Je voudrais fort ne pas contredire un compatriote, et surtout un compatriote aussi savant que M. Marchand; mais on m'accuserait de partialité si je ne démantibulais pas Marathon comme j'ai démantibulé Platée, Arbelles, le Granique et Issus.
Prouvons donc que ce n'est pas plus la bataille de Marathon que ce n'est la bataille de Platée.
La bataille de Marathon, gagnée par Miltiade, fut, du côté des Perses, perdue de compte à demi par Datis et Artapherne. M. Marchand voit donc dans Artapherne le général monté sur le char, dans Datis le guerrier blessé, et dans Miltiade le chef vainqueur.
Nous passons Artapherne à M. Marchand, mais, en conscience, nous ne pouvons lui passer Datis ni Miltiade.
Datis, parce qu'il ne fut ni tué ni blessé en cette occasion, puisqu'au dire d'Hérodote il rendit aux vainqueurs, après la bataille, la statue dorée d'Apollon qu'il leur avait enlevée quelques jours auparavant, et se retira sain et sauf en Asie avec le reste de l'armée.
Miltiade, parce qu'il avait cinquante ans à cette époque, et que le chef vainqueur de la mosaïque n'en a que trente.

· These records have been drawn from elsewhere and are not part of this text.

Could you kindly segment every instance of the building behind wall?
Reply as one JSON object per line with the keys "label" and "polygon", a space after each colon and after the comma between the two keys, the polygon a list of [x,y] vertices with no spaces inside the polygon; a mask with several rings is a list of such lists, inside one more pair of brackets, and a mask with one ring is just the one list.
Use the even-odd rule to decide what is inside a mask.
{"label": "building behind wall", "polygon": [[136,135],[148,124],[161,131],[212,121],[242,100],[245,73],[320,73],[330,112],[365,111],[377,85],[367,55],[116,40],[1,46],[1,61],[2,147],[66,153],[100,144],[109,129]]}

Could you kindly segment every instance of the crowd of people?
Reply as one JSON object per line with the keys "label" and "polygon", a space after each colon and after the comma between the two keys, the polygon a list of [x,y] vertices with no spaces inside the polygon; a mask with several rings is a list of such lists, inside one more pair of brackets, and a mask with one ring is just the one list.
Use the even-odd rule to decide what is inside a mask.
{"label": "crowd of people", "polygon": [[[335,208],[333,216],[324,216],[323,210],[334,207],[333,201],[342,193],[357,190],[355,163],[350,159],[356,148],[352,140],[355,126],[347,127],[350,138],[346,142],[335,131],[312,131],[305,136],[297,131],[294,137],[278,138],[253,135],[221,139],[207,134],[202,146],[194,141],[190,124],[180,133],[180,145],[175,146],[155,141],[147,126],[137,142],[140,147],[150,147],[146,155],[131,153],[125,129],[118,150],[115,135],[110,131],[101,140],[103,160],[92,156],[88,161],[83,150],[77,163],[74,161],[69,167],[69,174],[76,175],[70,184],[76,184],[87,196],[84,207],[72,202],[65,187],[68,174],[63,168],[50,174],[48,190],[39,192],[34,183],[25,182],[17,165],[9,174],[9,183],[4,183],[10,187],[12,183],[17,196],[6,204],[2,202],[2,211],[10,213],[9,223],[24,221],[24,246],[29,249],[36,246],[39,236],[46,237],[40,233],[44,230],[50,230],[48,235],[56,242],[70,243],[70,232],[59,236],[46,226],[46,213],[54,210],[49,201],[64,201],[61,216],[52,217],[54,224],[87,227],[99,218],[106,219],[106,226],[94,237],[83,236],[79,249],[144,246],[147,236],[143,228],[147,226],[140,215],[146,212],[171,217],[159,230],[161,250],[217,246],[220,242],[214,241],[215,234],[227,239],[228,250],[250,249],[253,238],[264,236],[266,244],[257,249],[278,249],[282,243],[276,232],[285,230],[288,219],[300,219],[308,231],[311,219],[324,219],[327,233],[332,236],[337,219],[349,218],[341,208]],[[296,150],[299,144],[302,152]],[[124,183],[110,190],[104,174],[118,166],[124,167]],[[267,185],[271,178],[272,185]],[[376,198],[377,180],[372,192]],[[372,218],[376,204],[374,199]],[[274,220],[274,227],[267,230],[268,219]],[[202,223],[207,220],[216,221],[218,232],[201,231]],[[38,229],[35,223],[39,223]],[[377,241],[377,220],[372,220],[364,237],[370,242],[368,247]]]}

Quant à l'arbre dépouillé de feuilles, M. Marchand y voit un hiéroglyphe. Selon lui, cet arbre est là pour symboliser la pensée de l'historien, qui dit qu'à Marathon les Athéniens ne furent des hommes ni de chair ni d'os, mais des hommes de bois.
Notre avis est donc, malgré l'arbre symbolique, que ce n'est pas la bataille de Marathon.
«Il signor Luigi Vescorali a prétendu que c'était la défaite des
Gaulois à Delphes.»
Prouvons que ce n'est pas plus la défaite des Gaulois à Delphes que ce n'est la bataille de Marathon.